Among N-56's recommendations, some of which were highlighted by the Wood Review of the oil industry earlier this year, is that a more competitive tax regime is established for the North Sea.

It also calls for all policy and decision-makers responsible for taxation and regulation of the industry to be moved to Aberdeen, regardless of the independence referendum result.

An oil fund should also be established to ensure fiscal stability, it added.

Graeme Blackett, from N-56, said: "Since 1970 over £1 trillion in oil and gas revenues have been produced by the North Sea and at least as much value remains to be produced as already has been, presenting a tremendous opportunity for the sector and for Scotland's public finances.

"Scotland is a net contributor to the UK public finances, in part due to our geographic share of oil and gas revenues, and this ensures that our finances are typically healthier than the UK public finances as whole.

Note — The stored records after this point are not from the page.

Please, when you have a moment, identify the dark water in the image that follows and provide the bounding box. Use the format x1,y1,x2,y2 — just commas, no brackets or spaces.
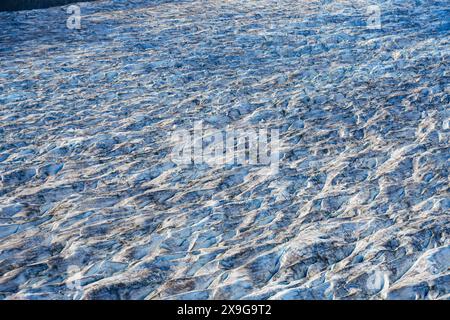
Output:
0,0,96,12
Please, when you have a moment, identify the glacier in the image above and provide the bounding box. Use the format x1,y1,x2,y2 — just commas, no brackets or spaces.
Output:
0,0,449,299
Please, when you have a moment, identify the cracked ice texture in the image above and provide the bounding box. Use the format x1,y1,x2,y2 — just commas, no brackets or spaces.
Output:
0,0,449,300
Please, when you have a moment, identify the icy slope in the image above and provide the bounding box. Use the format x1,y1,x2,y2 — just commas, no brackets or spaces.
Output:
0,0,449,299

"The OBR puts forward incredibly pessimistic forecasts on both barrel price and reserves, largely discredited by industry experts.

"What is clear is these natural resources can be maximised through implementing the recommendations put forward both by ourselves and the Wood Review, delivering considerable surpluses that we would recommend are used to invest in an oil fund to benefit future generations."

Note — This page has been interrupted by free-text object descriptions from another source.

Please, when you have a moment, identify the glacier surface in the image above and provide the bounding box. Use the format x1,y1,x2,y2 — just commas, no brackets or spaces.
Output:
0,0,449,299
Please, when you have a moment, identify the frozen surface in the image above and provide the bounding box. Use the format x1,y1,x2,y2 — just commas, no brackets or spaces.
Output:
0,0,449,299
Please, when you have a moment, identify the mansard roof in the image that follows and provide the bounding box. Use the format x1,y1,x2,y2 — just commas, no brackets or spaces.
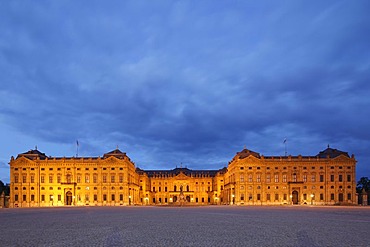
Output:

A spokesman for the pro-Union Better Together campaign said: "It's not surprising that a report by an organisation founded by an adviser to Yes Scotland has reached this conclusion."

'Substantial report'

The N-56 report was welcomed by Scotland's First Minister Alex Salmond.

He said: "This substantial new report from a leading business organisation blows another huge hole in the credibility of the OBR's oil forecasts, especially as it comes just days after esteemed Scottish economist, Prof Sir Donald Mackay, said the OBR's calculations were 'precisely wrong' and 'hopelessly at sea'.

"The report also endorses the Scottish government's plans to set up an energy fund - something Westminster have consistently failed to do to the great detriment of current and future generations.

"Instead of continuing to talk down Scotland's oil and gas sector, the No campaign should acknowledge that the sector has a bright future ahead of it."

Responding to the report, a UK Treasury spokesman said: "The Scottish government's claim that Scotland's public finances will be boosted by separation are based on inflated oil and gas forecasts.

"Every independent expert agrees that North Sea oil and gas revenues are volatile and will ultimately decline.

"The Scottish government's own stats show that over the past two years, North Sea tax revenues were around £5bn less than the Scottish government's lowest estimate.

"The North Sea is a maturing basin and it needs valuable incentives from the Exchequer to sustain investment, which the UK, with its broad and diverse tax base, is able to provide.

"An independent Scotland would have to invest almost £3,800 per head - over 10 times more than when the costs are spread across the whole UK - to match the estimated £20bn the UK government has guaranteed to provide on decommissioning relief in the North Sea. This report takes no account of these costs.

"It is not credible for the Scottish government to say they would sustain current tax incentives for the oil industry and set up an oil fund, while cutting corporation tax below the UK level and increasing welfare benefits.

"How would they fund all these tax cuts, ensure increase public spending and put money aside for an oil fund?"